In the experiment Observing the Effects of Solar Ultraviolet Radiation on Cells you observed that when yeast cells are exposed to sunlight, all, some, or none of them may be killed. If you use the serial dilution method to refine the, procedure you can measure the fraction of the irradiated cells that survive. With the surviving fraction data and a standard dose-survival curve you can estimate the amount of UV-B in sunlight. This is a bioassay for solar UV-B and gives a better measure of DNA-damaging UV than most physical meters because it is based directly on UV damage to yeast DNA. Most meters don't measure just those energies of UV.

Experiment:

In this experiment the number of yeast cells that are killed by being exposed to sunlight depends on the intensity of UV-B in the sunlight. Therefore, you can estimate the amount of UV-B by measuring how many cells are killed. You measure the killing indirectly by determining the fraction of cells in a sample that survive a particular exposure time. We assume you have some experience with yeast, we have left some of the details for you to design. You will make a yeast suspension with a known number of cells per mL, and then dilute that suspension by making a set of serial dilution tubes so that the number of cells per mL in each tube is 1/10th of the number in the previous tube (see Figure 2). You will use the diluted yeast suspension in the tubes to plate between 300 and 3000 cells on each plate. That will yield between 30 and 300 survivors for an exposure time that gives a 0.1 surviving fraction. These are the techniques described in Serial Dilutions and Viable Cell Counts. This experiment will require some practice. To select the best dilutions for each dose, you must know the approximate outcome of the experiment in advance.
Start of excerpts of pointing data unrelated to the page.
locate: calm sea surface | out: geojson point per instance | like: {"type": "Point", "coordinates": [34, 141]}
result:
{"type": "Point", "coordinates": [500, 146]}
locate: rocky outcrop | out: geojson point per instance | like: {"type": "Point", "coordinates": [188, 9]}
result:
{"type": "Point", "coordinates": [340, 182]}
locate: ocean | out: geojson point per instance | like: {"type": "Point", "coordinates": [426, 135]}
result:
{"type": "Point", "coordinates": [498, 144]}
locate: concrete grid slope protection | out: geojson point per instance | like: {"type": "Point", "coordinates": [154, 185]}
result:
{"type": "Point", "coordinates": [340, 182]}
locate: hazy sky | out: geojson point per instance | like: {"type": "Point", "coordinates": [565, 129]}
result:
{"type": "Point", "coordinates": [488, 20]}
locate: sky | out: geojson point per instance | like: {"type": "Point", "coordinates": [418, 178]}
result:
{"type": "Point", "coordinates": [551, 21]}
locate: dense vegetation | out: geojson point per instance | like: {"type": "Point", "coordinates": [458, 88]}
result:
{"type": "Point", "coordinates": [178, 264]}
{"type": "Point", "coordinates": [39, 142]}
Make your starting guesses using the survival curve in Figure 1. In the first trial, plate different dilutions and try several exposure times. Use the results to make better choices in subsequent trials. After several trials, you'll be getting good results and you will be able to monitor solar UV-B. The goal is to get skilled enough so that you only need two plates each time you take a UV reading. (One control plate and one timed exposure plate) Time Line: Day before:10 min Getting Ready

45 min Discussion of the strategy and objectives
Day 1: 50 min Dilution, Plating and Irradiation of Cells
Day 3 or 4: 50 min Counting Colonies and Analyzing Results
Materials:
For each student or team:

5 to 10 sterile culture tubes, 13 100 mm with caps
5 to 10 polystyrene Petri dishes with YED agar
1 Alcohol wipe 1 to 10 sterile pipets, either 1-mL calibrated bulbed transfer pipets, or pipet pump and 1mL disposable serological pipets calibrated in 0.1 mL steps
Common Materials:
Yeast strain G948-1C/U Sterile water Sterile toothpicks Marking pens Optional Materials:
Sterile paper clip spreaders or glass spreader, alcohol in 100 mL beaker and a source of flame Micropipettor and sterile tips

Getting Ready:
Time Line:Day before: 10 min
1. Make a clean sterile work space by wiping the table or bench with an alcohol wipe. Because most contamination is airborne select a place free from drafts.
2. Open the yeast storage vial.
3. Using the broad end of a sterile toothpick, pick up a small amount of yeast from the agar slant in the vial.
4. Replace the lid. Tighten. ( Store in a refrigerator to keep the cells viable for up to nine months.)
5. Open the YED Petri dish just enough so that you can reach into it with the toothpick full of cells.
6. Gently make several streaks of the culture on the surface of the agar. (Remember that you need not be able to see the streaks to have enough to grow into a visible culture overnight.)
7. Close the lid and incubate the culture overnight at 30oC, or 2 days at room temperature. (Most microbial cultures should be incubated with the agar side up to prevent condensation from dropping on the colonies.)(Teacher Tips)
Technical Tip:
You can count how many cells survive UV-exposure because when a suspension of living yeast cells is spread on agar medium, each cell will grow into a visible colony after two to three days. Cells that form colonies are called viable cells. Some of the cells exposed to UV will be killed and so will not be viable. To determine the fraction of viable cells on an irradiated plate compare the number of surviving colonies with the number of colonies on an unirradiated plate (control).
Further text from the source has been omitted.